Scott Hamilton, "Landing It"

Reviewed by Sandra Loosemore

I picked this book up a couple weeks ago but haven't had time to post a review until now. It's a good read and I recommend it. It's at least as good as any of the other skater books out there.

Somebody (whether Scott or his ghost writer Lorenzo Benet or a consultant) did a lot of research in putting this book together. It seems unlikely to me that Scott really remembers off the top of his head exactly what jumps he landed in regionals or sectionals competitions 20 years ago, so I assume somebody was reviewing tapes or at least journals or scrapbooks to come up with this information. Anyway, one of the gripes I had with the Rudy Galindo book was that it glossed over the details of large parts of his career. No such problem here, that's for sure.

A couple minor nits that left me feeling kind of uncomfortable:

There's a lot of stuff about drinking in this book that doesn't sound too healthy and Scott's attitude about it doesn't sound very healthy either -- it almost sounds like he's boasting about his drinking binges in some places, or trying too hard to make himself sound like a regular good ol' boy.

Scott "outs" both Brian Pockar and Rob McCall, the first time I have ever seen either of them explicitly identified as being gay in print. Oddly enough, he doesn't say anything about his drinking buddy Brian Orser being gay, too, even though that's already public knowledge now. Is it only OK to talk about gay men who are dead, or something?

And, finally, the big nit. This book would have been fine if it had ended after chapter 21. But then there's an "epilogue" in which Scott rants about various things he thinks are wrong with skating, and so much of what he has to say is so nonsensical that I wonder how much he'd had to drink when he dictated this chapter to his ghost writer.

For instance, he thinks it ought not to be permitted for skaters from outside of North America to train here 11 months of the year and then return to their home countries for a month to represent them at Worlds.

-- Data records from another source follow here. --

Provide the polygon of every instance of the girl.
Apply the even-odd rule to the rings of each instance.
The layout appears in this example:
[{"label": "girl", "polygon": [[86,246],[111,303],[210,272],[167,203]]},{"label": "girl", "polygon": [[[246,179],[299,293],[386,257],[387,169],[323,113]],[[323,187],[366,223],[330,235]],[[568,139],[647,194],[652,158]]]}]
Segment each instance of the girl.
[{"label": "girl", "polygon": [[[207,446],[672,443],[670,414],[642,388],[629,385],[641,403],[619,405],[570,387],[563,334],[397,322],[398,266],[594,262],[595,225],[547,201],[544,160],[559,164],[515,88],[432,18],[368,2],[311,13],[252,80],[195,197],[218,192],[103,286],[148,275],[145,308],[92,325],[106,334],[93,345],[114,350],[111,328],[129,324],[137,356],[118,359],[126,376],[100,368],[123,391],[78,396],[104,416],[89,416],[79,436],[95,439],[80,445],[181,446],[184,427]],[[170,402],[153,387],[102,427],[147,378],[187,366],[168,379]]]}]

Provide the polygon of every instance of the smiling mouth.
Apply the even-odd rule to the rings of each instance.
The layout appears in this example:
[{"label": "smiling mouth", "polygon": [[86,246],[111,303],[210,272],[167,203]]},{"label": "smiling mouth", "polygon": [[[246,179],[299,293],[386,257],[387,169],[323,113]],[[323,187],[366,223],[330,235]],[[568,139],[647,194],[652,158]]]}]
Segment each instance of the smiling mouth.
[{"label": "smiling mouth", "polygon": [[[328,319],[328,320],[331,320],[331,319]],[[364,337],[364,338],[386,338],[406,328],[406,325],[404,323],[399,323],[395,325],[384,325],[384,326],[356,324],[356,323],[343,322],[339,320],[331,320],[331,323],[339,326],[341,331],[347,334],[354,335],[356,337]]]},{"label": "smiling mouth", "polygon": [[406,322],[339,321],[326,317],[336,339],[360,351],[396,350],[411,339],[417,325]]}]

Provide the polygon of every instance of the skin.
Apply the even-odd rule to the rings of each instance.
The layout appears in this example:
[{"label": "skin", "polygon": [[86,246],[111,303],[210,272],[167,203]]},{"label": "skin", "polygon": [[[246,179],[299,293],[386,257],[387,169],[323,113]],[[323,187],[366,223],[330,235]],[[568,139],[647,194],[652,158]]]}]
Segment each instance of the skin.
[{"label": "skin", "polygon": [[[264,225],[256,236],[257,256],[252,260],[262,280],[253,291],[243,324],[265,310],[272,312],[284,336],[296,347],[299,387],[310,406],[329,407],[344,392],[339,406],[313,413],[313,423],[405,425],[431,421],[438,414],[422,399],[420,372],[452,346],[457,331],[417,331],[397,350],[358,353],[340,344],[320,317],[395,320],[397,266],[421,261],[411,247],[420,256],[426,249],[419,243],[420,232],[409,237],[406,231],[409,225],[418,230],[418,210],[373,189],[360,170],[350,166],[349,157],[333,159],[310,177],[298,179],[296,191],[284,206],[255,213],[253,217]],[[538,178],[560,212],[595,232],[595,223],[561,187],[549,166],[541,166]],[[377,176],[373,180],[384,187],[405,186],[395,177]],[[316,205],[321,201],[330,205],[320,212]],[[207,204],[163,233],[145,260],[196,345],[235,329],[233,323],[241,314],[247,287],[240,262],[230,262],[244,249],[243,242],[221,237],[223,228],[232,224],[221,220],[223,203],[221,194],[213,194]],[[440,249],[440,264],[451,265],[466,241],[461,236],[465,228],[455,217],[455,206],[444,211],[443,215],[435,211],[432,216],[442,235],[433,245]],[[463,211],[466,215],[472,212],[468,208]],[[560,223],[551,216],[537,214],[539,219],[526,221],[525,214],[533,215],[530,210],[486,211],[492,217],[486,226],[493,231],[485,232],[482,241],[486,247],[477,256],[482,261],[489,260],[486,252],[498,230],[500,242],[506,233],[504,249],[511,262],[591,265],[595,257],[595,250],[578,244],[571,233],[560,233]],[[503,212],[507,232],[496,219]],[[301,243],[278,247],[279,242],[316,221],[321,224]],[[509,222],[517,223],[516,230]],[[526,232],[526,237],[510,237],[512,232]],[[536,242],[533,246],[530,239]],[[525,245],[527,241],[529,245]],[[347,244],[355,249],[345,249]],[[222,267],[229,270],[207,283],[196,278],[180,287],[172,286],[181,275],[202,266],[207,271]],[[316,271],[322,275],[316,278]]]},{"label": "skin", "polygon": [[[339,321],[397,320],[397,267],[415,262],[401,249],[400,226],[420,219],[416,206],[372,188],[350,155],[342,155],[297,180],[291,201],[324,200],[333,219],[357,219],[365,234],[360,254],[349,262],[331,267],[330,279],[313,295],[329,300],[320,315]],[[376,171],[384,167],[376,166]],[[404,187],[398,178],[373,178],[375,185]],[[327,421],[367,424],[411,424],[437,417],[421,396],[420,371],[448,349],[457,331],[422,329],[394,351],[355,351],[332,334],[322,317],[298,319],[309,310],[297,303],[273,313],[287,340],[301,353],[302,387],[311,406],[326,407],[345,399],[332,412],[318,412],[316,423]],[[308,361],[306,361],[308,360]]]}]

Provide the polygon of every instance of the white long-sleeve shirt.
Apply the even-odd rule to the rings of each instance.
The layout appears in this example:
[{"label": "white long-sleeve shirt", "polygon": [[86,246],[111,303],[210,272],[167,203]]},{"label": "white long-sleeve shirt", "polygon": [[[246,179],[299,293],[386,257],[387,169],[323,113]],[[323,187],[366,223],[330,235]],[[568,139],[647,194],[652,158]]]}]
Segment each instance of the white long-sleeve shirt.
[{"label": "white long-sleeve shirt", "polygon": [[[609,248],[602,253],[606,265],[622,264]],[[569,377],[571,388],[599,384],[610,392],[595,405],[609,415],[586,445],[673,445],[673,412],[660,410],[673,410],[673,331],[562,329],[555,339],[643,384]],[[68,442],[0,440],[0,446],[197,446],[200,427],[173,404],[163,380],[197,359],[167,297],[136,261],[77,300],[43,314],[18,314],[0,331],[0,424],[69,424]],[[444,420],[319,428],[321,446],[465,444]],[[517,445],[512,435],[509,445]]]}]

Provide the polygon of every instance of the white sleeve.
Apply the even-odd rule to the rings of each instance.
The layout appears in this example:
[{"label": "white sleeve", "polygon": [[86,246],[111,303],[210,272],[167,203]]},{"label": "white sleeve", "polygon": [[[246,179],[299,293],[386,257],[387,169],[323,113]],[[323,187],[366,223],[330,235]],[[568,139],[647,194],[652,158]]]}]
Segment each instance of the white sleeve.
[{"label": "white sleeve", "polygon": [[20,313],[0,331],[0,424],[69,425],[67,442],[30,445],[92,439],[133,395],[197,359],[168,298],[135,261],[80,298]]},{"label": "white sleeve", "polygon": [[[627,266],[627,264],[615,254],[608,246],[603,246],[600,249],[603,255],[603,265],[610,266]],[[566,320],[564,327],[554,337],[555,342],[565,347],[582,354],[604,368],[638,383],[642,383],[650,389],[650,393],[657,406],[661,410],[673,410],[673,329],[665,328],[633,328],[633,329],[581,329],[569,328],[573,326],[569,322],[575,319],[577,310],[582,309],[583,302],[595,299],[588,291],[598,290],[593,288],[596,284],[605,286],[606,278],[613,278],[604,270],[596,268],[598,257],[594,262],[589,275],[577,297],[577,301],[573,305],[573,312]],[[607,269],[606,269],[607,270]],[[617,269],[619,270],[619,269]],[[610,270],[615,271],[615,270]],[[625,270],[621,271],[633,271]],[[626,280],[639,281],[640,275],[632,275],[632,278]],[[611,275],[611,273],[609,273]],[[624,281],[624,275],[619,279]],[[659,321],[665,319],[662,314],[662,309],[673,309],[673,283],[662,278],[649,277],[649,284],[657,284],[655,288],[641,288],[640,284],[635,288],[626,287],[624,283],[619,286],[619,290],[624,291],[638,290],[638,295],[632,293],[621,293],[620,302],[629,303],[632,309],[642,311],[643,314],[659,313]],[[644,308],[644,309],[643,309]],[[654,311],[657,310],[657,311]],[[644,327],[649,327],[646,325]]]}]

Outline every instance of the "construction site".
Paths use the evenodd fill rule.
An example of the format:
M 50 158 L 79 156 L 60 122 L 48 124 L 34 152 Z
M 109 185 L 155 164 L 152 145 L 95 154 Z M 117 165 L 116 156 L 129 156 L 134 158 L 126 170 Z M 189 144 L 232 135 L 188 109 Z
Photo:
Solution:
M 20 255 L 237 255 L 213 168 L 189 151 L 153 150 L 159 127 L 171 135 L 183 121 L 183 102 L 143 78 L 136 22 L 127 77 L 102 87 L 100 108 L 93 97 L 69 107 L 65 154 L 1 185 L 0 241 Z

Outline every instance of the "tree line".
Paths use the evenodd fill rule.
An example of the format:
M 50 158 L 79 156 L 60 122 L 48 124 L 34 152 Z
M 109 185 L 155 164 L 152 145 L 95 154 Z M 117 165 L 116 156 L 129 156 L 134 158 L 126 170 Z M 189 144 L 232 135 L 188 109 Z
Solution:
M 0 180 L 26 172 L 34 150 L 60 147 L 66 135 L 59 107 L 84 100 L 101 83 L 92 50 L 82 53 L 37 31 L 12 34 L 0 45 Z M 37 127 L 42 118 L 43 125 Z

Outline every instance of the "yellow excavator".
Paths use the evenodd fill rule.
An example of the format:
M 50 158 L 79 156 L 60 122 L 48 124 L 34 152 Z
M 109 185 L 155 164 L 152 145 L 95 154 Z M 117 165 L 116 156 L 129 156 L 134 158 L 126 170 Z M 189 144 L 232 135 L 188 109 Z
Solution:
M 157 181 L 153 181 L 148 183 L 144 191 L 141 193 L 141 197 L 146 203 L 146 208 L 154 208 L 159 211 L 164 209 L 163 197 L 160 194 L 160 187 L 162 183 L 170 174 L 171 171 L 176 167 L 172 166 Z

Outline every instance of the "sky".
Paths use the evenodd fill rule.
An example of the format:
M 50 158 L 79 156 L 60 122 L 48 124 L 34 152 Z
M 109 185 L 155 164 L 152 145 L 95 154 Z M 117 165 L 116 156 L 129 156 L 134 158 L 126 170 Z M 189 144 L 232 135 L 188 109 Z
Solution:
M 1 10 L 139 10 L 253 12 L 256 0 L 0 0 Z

Just how does he propose to restrict this -- have the ISU attach a global positioning sensor to every skater and continuously monitor them to make sure that they spend at least half the year residing in their own countries? Not to mention, earlier in the book he talked about how wonderful and inspiring it was for *him* to be training alongside the best skaters from all over the world during the days when he trained with Carlo Fassi in Denver.

Anyway, ignore the epilogue. The rest of the book is good.